Brockville, Ont, incorporated as a city in 1962, population 21 870 (2011c), 21 957 (2006c). The City of Brockville is located on the St Lawrence River, 80 km east of Kingston. An important transshipment centre in the past, it remains a divisional point on the CNR and, as "gateway to the Thousand Islands," a major tourist centre.
Founded as a Loyalist settlement in 1784 by William Buell and Daniel and Charles Jones, it was called Elizabethtown and renamed in 1812 in honour of Maj-Gen Sir Isaac Brock. Nearby Blockhouse I was used as a quarantine station during a cholera epidemic (1832). The railway encouraged growth, and Canada's oldest railway tunnel was built (1854-60) from the river front over 500 m N under the city.
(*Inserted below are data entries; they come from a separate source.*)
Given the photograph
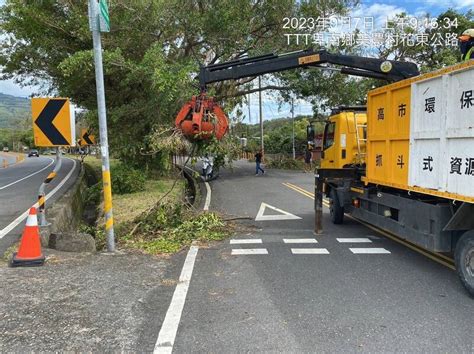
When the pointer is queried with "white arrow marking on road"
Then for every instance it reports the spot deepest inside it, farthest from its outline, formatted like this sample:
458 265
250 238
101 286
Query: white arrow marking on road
300 240
369 251
284 215
353 240
22 179
245 241
248 251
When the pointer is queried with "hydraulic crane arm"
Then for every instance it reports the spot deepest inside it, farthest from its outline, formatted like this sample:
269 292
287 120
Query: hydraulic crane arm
201 118
352 65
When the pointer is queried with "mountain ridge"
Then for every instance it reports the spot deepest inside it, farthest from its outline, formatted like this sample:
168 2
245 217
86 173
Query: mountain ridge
13 111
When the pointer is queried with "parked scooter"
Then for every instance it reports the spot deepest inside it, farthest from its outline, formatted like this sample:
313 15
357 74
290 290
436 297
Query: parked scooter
207 168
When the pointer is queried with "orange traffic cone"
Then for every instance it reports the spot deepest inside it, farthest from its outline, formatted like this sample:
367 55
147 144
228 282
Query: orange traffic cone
29 253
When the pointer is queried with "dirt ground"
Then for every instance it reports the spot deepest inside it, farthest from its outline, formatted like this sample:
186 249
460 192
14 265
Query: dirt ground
86 302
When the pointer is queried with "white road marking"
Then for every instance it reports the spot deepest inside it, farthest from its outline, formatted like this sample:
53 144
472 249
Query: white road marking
299 240
353 240
245 241
167 335
309 251
284 215
30 175
23 216
369 251
208 196
249 251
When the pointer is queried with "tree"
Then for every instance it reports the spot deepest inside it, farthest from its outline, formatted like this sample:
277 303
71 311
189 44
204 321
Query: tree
151 55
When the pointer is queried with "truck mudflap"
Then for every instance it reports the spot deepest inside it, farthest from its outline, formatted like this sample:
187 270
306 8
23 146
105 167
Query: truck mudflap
416 221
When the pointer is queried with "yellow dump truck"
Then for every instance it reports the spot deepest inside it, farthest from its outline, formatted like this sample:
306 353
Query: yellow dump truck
405 164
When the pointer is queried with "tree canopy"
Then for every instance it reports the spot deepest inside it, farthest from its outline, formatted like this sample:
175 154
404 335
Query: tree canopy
153 52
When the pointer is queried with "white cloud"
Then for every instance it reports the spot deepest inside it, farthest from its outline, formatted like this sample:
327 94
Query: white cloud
11 88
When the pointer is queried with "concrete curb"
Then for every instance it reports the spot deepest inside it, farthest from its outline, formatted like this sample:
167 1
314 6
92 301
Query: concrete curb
19 157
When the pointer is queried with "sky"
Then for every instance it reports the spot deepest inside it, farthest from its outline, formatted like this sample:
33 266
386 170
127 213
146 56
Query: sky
378 9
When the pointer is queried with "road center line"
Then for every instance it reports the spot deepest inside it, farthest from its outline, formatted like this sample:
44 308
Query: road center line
23 216
167 335
22 179
245 241
299 240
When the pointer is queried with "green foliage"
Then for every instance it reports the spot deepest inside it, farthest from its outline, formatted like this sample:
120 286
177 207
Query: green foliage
151 55
126 179
171 226
278 135
223 152
284 163
93 194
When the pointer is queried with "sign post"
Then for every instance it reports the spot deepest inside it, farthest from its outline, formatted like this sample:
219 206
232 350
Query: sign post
53 126
99 22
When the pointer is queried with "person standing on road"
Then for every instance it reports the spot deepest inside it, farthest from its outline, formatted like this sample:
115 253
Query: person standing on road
258 161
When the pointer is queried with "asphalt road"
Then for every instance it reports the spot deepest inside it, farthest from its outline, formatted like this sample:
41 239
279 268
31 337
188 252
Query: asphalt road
296 295
19 191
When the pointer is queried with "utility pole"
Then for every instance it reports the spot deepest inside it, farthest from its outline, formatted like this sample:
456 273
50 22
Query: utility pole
293 123
99 21
250 117
261 113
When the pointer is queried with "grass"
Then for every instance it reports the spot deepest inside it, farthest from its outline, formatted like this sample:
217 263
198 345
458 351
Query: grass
127 207
141 223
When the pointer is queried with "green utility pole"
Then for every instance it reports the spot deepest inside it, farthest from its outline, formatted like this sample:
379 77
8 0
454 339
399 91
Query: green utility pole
99 21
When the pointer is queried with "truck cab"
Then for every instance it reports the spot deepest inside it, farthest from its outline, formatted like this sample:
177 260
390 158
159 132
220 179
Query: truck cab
344 138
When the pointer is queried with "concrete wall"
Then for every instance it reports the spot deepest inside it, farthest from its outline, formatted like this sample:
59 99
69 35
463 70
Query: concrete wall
65 214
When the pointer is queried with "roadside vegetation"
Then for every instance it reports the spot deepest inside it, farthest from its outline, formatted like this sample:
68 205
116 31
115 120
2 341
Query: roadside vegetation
150 212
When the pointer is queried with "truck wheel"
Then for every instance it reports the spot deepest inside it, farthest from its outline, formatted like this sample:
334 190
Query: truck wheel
464 258
335 208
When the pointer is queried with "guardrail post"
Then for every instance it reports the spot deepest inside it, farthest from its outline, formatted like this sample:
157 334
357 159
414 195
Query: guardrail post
41 194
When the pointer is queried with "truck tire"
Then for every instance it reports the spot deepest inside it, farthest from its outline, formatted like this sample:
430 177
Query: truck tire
335 209
464 258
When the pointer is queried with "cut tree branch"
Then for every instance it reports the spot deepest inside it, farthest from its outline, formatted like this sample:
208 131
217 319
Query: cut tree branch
242 93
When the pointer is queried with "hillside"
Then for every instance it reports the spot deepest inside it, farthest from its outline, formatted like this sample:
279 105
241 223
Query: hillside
13 111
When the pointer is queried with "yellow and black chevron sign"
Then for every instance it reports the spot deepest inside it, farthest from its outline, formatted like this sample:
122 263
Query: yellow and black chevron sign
86 138
53 122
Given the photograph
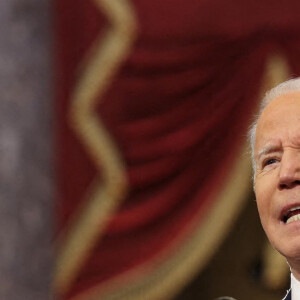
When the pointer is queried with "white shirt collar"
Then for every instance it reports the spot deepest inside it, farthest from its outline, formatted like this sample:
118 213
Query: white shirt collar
295 285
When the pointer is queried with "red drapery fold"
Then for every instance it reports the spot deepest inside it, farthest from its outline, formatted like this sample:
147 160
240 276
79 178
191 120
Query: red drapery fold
177 110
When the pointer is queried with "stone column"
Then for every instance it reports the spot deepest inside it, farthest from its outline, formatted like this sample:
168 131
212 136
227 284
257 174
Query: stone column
26 150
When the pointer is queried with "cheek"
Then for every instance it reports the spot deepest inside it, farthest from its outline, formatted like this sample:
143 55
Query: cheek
263 197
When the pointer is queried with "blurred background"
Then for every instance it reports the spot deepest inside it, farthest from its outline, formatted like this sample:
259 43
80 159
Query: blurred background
125 170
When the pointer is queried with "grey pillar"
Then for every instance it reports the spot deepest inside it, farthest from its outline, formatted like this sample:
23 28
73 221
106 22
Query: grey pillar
26 147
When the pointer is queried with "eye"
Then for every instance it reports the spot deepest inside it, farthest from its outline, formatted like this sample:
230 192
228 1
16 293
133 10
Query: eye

For a time foundries and machine shops were active, but these have been replaced by electrical, electronic, pharmaceutical and chemical industries.
Many fine old houses survive and the massive stone Brockville Courthouse (1842-44), designed by John G. Howard, is one of Ontario's oldest public buildings. Newspaperman R. Ogle Gowan founded the Grand Lodge of British N America in 1830 (see Orange Order). The daily Recorder and Times has been published since 1821, longer than any newspaper in Ontario. A campus of St Lawrence College of Applied Arts and Technology is located here.